Understanding the obligations you must meet under the Americans with Disability Act (ADA) is essential for you as a business owner. It may be challenging to interpret ADA obligations by yourself since there is no list of all the covered disabilities, and the Act doesn’t specifically detail all the accommodations organizations need to make to avoid legal consequences.
What is ADA compliance for companies?
The ADA compliance is the obligation that a business must meet regarding disabled workers and consumers. It requires that all companies do not discriminate against disabled workers or consumers. The Act comes in three titles. The first and the third are within the scope of business which we discuss below.
This section of the ADA is governed by the Equal Employment Opportunity Commission (EEOC). It states that businesses with 15 or more staff should not discriminate against disabled workers and must provide reasonable accommodations for them. So to ensure the business workplace is satisfactory, you need to come up with creative solutions to accommodate disabled workers. For instance, captioning and audio descriptions in video training.
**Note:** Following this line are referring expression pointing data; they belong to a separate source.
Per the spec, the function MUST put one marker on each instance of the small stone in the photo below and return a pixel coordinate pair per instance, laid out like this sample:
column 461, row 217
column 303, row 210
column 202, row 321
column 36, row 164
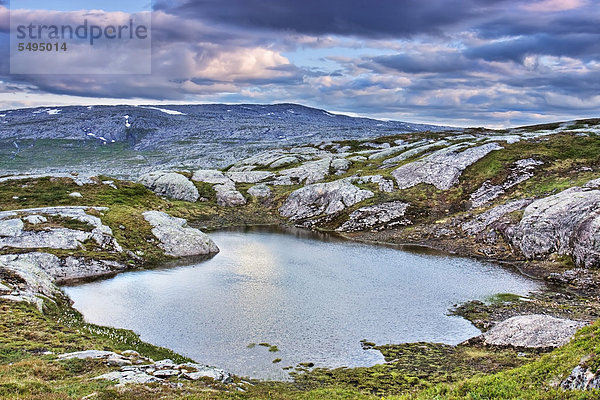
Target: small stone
column 259, row 191
column 11, row 227
column 36, row 219
column 165, row 373
column 532, row 331
column 118, row 361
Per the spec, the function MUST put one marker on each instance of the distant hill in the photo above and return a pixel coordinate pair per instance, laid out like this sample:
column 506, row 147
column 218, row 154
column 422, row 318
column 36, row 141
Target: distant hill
column 128, row 139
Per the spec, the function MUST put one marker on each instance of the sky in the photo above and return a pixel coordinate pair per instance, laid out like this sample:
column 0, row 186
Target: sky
column 494, row 63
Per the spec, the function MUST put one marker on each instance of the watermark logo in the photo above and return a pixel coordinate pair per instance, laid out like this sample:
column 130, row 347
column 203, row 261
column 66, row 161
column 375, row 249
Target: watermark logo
column 80, row 37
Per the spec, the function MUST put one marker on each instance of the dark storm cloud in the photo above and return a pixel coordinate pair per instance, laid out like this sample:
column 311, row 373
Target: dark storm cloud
column 585, row 46
column 383, row 18
column 471, row 61
column 416, row 64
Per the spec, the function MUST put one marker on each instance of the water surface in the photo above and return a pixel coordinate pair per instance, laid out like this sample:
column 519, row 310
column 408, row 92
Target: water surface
column 313, row 298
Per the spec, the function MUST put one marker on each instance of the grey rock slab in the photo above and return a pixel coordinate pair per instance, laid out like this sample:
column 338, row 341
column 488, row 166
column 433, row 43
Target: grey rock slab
column 479, row 222
column 35, row 219
column 309, row 172
column 196, row 371
column 340, row 165
column 129, row 377
column 284, row 161
column 88, row 354
column 521, row 171
column 55, row 238
column 165, row 373
column 171, row 185
column 79, row 179
column 385, row 185
column 31, row 268
column 582, row 378
column 178, row 239
column 532, row 331
column 73, row 268
column 323, row 198
column 585, row 241
column 593, row 184
column 416, row 151
column 442, row 168
column 5, row 289
column 11, row 227
column 229, row 196
column 249, row 176
column 210, row 176
column 558, row 223
column 381, row 216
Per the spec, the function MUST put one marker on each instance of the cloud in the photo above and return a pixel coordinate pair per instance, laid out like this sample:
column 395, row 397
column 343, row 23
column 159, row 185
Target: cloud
column 497, row 62
column 554, row 5
column 385, row 18
column 571, row 45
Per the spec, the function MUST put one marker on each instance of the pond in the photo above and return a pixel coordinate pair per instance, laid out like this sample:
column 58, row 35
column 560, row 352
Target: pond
column 313, row 296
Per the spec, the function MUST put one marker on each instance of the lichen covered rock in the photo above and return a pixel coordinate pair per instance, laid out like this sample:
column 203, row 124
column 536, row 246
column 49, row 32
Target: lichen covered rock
column 171, row 185
column 532, row 331
column 323, row 198
column 178, row 239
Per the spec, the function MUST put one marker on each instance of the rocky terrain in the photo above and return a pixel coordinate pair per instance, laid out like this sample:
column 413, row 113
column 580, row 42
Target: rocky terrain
column 528, row 197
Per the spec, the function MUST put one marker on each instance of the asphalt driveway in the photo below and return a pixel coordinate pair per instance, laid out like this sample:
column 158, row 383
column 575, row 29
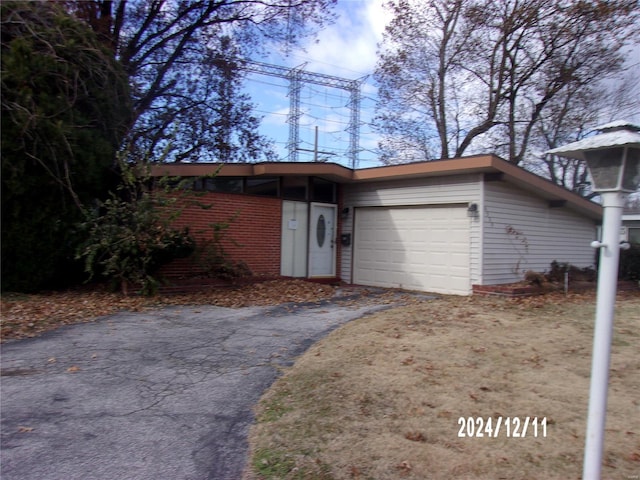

ADA mandates accessibility in virtual environments such as websites. Initially, ADA concerns were mostly related to accommodations like ramps and elevators in physical shops to enable disabled workers and consumers to access the business. But over time, the need for web access has increased. Therefore companies must have in mind the needs of the deaf and blind communities when designing their websites.
Is your business eligible for ADA compliance?
Not all companies are required to comply with ADA regulations. your business must adhere to ADA compliance if:
- Has 15 or more full-time employees.
- Open for business in 20weeks or more a year.
- It is a business entity open to the public, such as restaurants, retail stores, medical offices, entertainment joints, cafes, etc.
- It services the public, for instance, a stadium, public park, school, or rest area.
- It is not in an exempt category such as private membership, religious institutions, or a native American group recognized by the government.
Areas you must address in your workplace
If you have a parking lot on your business premises, it should be accessible to the disabled. That means there should be handicapped parking close enough to your business entrance and wide enough for a wheelchair.
You should also ensure that a wheelchair can navigate through your premises, including the aisles and doorways. The floor plan should have enough wide-spaced, and there aren’t any obstructions. An ADA-approved access tile or detectable warning signs are necessary.
People in wheelchairs and walking aids must be able to access the entrance to your business premises for you to be ADA compliant. For instance, if the door is not on a ground level, there should be a stairlift, ramp, or elevator.
If your business has more than 15staff or is open to the public, there must be an ADA compliant restroom. The door should be wide enough to accommodate a wheelchair, and the stall fitted with handrails. There should also be one sink that is wheelchair accessible.
It is best to consult with a competent ADA lawyer or expert to ensure your business is ADA compliant.